This is a general guide to the data and figures on fiddler crab size on the site. At this time size is presented as carapace width (or breadth). This is either measured as the maximum breadth of the carapace or the distance between the tips of the antero-lateral angles; usually (although not always) these are the same thing, although the difference is always minor when there is one. All measurements are presented in millimeters (mm).
For each species, the bottom part of its size page lists all of the data values, including source. In some cases data was extracted from figues (should be indicated in the notes). The data for each species can also be downloaded as a tab-separated text document. The top of each page begins with a graphical illustration of all of the data, including a summary figure which integrates all of the data into a single estimated distribution. Different types of data are displayed in a different manner in the figures, and are described below.

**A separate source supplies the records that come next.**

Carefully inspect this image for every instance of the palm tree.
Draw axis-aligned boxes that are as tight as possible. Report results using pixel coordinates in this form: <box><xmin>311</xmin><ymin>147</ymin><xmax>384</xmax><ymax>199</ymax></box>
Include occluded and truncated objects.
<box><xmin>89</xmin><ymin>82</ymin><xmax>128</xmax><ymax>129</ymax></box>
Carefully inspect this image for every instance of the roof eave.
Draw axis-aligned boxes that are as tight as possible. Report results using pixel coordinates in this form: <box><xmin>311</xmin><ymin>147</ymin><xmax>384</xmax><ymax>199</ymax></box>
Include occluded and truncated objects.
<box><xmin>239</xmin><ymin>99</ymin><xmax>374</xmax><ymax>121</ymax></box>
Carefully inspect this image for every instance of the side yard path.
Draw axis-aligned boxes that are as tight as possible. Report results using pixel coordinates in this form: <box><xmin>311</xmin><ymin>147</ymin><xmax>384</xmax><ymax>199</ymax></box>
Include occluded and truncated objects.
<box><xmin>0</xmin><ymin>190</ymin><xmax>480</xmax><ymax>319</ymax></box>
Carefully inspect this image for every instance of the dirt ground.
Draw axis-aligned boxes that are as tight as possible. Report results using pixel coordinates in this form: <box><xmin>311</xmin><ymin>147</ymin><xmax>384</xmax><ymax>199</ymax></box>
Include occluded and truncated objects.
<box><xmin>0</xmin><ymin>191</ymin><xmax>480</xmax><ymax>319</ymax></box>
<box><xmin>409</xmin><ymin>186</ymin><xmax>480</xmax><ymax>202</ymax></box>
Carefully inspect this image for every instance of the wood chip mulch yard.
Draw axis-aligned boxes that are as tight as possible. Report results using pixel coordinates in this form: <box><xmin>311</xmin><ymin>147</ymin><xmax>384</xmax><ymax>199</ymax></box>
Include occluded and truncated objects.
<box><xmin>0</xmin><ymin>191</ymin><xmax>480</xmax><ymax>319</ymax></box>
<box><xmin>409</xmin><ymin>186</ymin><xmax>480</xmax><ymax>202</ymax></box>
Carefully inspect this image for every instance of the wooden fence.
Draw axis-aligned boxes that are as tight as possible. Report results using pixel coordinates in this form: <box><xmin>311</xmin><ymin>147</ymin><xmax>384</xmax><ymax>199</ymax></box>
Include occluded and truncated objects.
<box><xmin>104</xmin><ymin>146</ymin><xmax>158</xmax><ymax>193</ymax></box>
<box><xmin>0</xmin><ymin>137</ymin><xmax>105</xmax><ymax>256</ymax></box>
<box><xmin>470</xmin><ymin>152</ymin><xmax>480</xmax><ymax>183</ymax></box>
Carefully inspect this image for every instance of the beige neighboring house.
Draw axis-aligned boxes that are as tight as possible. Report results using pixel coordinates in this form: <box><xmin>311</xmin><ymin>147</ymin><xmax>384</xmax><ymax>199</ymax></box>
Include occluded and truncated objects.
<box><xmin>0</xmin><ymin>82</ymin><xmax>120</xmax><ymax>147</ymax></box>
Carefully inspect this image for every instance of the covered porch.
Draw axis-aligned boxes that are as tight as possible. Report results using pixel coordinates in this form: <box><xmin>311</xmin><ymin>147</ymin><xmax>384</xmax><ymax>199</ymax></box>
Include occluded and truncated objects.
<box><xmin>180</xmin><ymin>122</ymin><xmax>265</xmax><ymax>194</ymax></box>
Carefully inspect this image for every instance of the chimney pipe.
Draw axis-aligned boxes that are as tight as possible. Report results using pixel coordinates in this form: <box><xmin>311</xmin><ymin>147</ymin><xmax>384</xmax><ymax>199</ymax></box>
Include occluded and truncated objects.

As a general rule, data are added to the figure from the bottom up. Blue data points and images refer to male data, red refers to female data, and black refers to mixed/combined/sex-unspecified data. Male data and female data are always plotted separately, except when combined into the summary distribution (black) at the top of each figure.
The most sraight-forward data are direct measurements of individuals. These are graphically displayed as round points at the bottom of each figure. The vertical shifting of the points is meaningless, arbitrary noise used to help better display the density of similar measurements.
Range data represents the largest and smallest values for a group of individuals, including sample size when available. When unavailable, the sample size was assumed to be 2 as this is the miniumm number necessary to create a range. Ranges are drawn as horizontal lines with vertical endcaps representing the minimum and maximum widths. Each range is drawn separately; sample size is not indicated on the graph (but is in the data table).
Means represent average sizes of a sample. Reported means may include sample size, standard deviation, standard error, and even minimum and maximum values. Sometimes they include none of these (in which case the sample size is assumed to be 1, i.e., equivalent to an individual. Each combination of data reporting is listed in a separate data table. Visually, means are drawn on the figure as diamonds, each on it's own line. A 95% confidence interval is included when an SD or SE is available. If both SD and min/max are available, the figure includes both a thicker line indicating the 95% CI and a thinner line with vertical endcaps indicating the maximum and minimum values.
Occasionally a size distribution is available as a histogram. In this case, the data is presented as the min and max of each histogram bar and the sample size (height) of the bar. Bars for the same histogram are labeled in the data by a unique set name. Histograms are drawn on the figure as standard histograms, except that each unique histogram is scaled to the identical maximum height, thus the drawn histograms can be used for general distribution comparison but do not indicate the case where one may be based on a much larger sample than another (all sample sizes are part of the data table).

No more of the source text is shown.